Starbucks buys outlets in China

(Bloomberg News)
Updated: 2006-10-25 11:04

http://www.iht.com/articles/2006/10/24/bloomberg/sxstarbucks.php

Beijing - Starbucks, the world's biggest coffee-shop chain, said Tuesday that it bought out a partner in more than 60 retail stores in China, gaining more control of its brand as the US company prepares to accelerate expansion in the nation.

Starbucks bought 90 percent of Beijing Mei Da Coffee, a licensee and owner of stores in Beijing and nearby Tianjin, from H&Q Asia Pacific and other owners, Starbucks said in a statement in Beijing. The purchase price was not disclosed.
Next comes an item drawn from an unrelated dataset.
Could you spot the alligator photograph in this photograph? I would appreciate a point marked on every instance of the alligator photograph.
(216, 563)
Starbucks aims to more than triple its outlets around the world to 40,000 to challenge Yum! Brands and McDonald's as the world's biggest restaurant company. The acquisition will help the Seattle-based company improve efficiency and accelerate expansion in China, the country expected to become its biggest market abroad, Starbucks said.
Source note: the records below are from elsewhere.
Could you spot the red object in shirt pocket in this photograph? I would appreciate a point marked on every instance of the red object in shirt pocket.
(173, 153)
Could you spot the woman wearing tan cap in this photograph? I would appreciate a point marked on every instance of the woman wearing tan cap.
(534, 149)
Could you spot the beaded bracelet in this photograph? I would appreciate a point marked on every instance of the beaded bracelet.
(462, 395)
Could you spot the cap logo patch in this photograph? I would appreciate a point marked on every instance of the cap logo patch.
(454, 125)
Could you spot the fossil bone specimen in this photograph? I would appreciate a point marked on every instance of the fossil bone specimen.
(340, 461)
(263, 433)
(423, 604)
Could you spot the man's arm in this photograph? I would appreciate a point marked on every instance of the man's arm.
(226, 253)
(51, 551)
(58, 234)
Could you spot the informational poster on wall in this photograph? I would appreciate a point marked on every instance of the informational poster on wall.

Starbucks has 190 stores in 19 cities in Chinese mainland .

"It's a trend for foreign retailers to move from traditional joint-venture partnerships to wholly-owned enterprises," said Paul French, chief analyst of Access Asia Group, a Shanghai-based market research company. "The purchase will enable Starbucks to control supply chains and improve margins," French said in a phone interview.
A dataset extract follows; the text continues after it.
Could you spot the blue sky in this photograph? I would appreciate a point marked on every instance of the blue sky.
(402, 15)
"China will eventually be the largest international market," Martin Coles, president of Starbucks Coffee International, told a press briefing in Beijing. Starbucks has said it may ultimately have as many as 6,000 or 7,000 stores in the world's most populous nation.

Starbucks' global target, announced this month, supplanted the previous goal of 30,000 stores. The company had 12,440 stores as of Oct. 1, including 8,800 in the United States and 3,600 international locations.

Starbucks may exercise a right to increase its stake in a second venture, which includes Uni-President Enterprises of Taiwan and covers about 100 outlets in Shanghai and surrounding cities, Coles said Tuesday.

Starbucks agreed in July 2003 to pay $21 million to buy 45 percent of the Shanghai chain from President Chain Store and Uni-President, the Taiwanese partners said then.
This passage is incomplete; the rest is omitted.